Climate change has the potential to profoundly impact the distribution, the structure, and functions of forest ecosystems in Greece. This carries significant ecological, economic, and social implications, highlighting the urgent need for appropriate mitigation strategies [62]. Our findings suggest that Quercus ilex forests could play a significant role towards climate change mitigation with proper management, as the estimated CO₂ sequestration was 306,992 Mg. Nevertheless, it should be noted that the main factors influencing organic matter production in forest ecosystems vary depending on the soil conditions, microclimatic characteristics, stand age, and management methods, etc. It is immediately understood that the application of a generalized allometric equation for estimating above-ground biomass introduces errors, which can only be determined by comparing the predicted values with field data. Therefore, due to the lack of empirical biomass data, the comparison can be made against published mean values in forest ecosystems.

The range of the AGB per hectare for the investigated SPs varied from 16.10 to 205.27 Mg ha⁻¹ (mean value of 61.91 Mg ha⁻¹), falling within the boundaries of similar studies. More specifically, in Montpellier, France the total AGB (trunk, branches, foliage) was estimated at 71.4 Mg ha⁻¹, following the application of appropriate allometric equations developed for the study area [38], while the estimated AGB of the evergreen oaks in two experimental stands in the Moroccan Middle Atlas amounted to 96 Mg ha⁻¹ and 86.4 Mg ha⁻¹ [41]. Therefore, we consider that the generalized equation yielded results that are comparable to the biomass values of similar ecosystems, thus reducing the likelihood of underestimated amounts of above-ground organic matter for habitat 9340.

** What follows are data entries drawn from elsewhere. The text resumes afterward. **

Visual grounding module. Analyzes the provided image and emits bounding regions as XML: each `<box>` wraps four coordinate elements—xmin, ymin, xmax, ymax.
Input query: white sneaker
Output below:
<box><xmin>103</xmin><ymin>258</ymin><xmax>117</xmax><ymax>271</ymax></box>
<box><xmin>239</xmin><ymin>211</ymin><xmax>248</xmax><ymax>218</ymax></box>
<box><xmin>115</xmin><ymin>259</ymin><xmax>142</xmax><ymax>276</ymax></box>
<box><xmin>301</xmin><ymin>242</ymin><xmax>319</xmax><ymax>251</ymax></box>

Focusing on the merchantable biomass for Q. ilex L. in Spain, the BEF was found to be 1.28 Mg m⁻³ (sd = 0.15), and the mean AGB per unit area was 59.5 Mg ha⁻¹ (sd = 43.6) [39]. The above parameters were calculated using the allometric equation from the Forest Census of Catalonia [63], which estimates tree AGB based on the diameter at breast height. Additionally, subsequent analyses revealed that the mean carbon content in the woody parts of Q. ilex was 47.2% (range 46–48%). It should also be emphasized that the first and only attempt to estimate forest biomass at the Greek national level was conducted for the purposes of the VALOREN project. According to the data analysis, the biomass of Greek forests was estimated at 114 × 106 Mg of dry matter, of which 47% was found in the bark, leaves, branches, roots, and stumps, while the remaining 53% was obtained during logging operations [64].

5. Conclusions

This study has analyzed the AGB, carbon storage, and sequestrated CO₂ in habitat 9340 for Quercus ilex L. Despite the lack of destructively sampled biomass specimens, the amalgamation of robust statistical techniques with published empirical values provided a solid framework to estimate assimilated CO₂. Geospatial techniques were also used to derive unbiased extrapolated biomass/carbon values for the study area.

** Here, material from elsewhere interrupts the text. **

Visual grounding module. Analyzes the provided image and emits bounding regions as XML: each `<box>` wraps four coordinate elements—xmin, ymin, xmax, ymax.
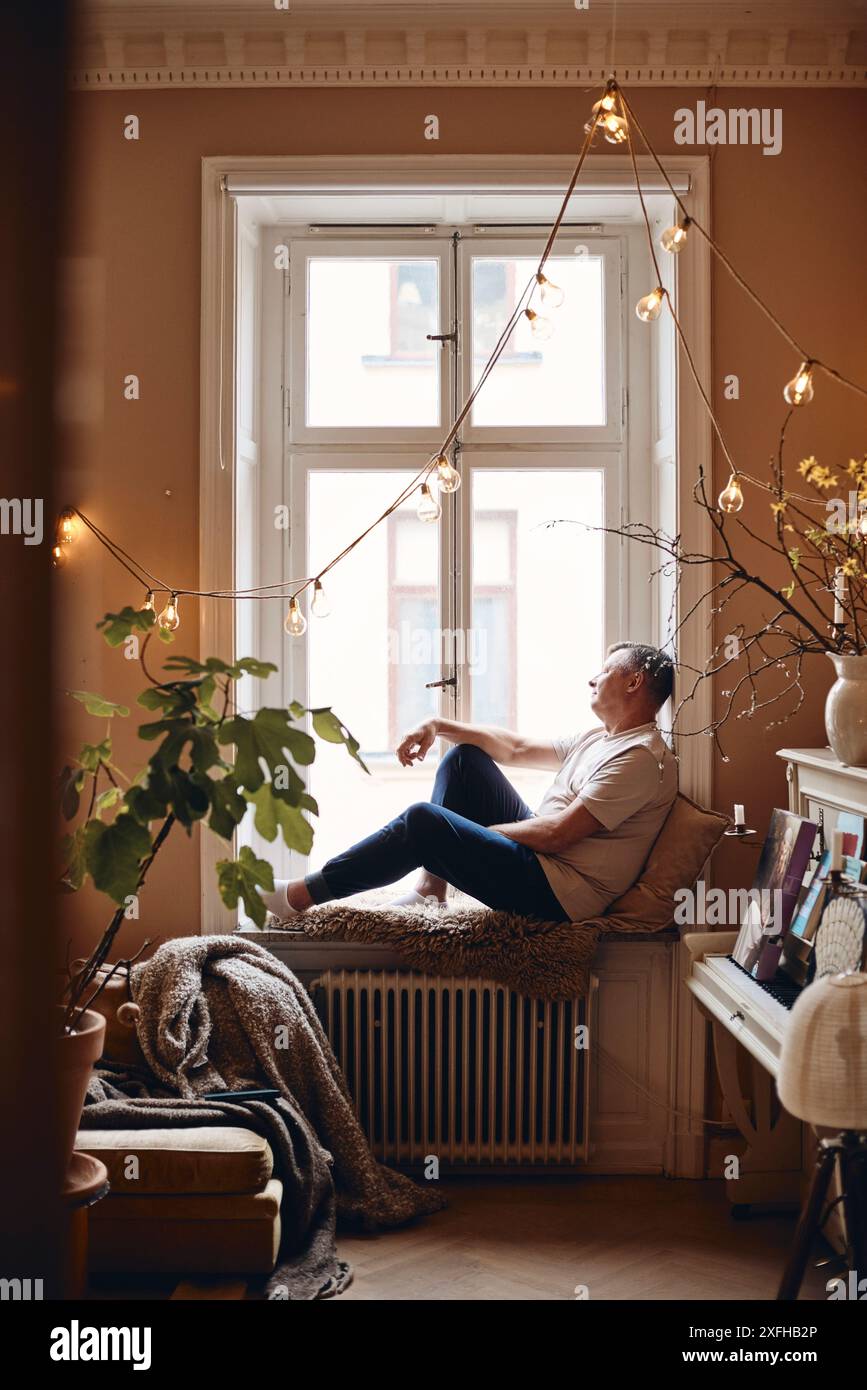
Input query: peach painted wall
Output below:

This research has revealed that Q. ilex L. plays an integral role in carbon storage, as it was estimated to sequester 306.992 Mg of CO₂. The results suggest that Q. ilex L., a widely spread species in the Mediterranean region, which is found as a shrub in coastal maquis and as a tree in evergreen and mixed Mediterranean forests, could play a significant role in regulating the carbon balance, thereby contributing to the reduction in the atmospheric CO₂ concentration in the Mediterranean basin.

The information acquired in the current research enhances the comprehension regarding the impact of Q. ilex L. on carbon storage within the Mediterranean region. A prolonged monitoring of the examined stands, along with the investigation of additional stands in other similar areas of Greece, and in the broader Mediterranean region, could prove beneficial for establishing a Mediterranean database focused on the impact of this type of forest on carbon storage.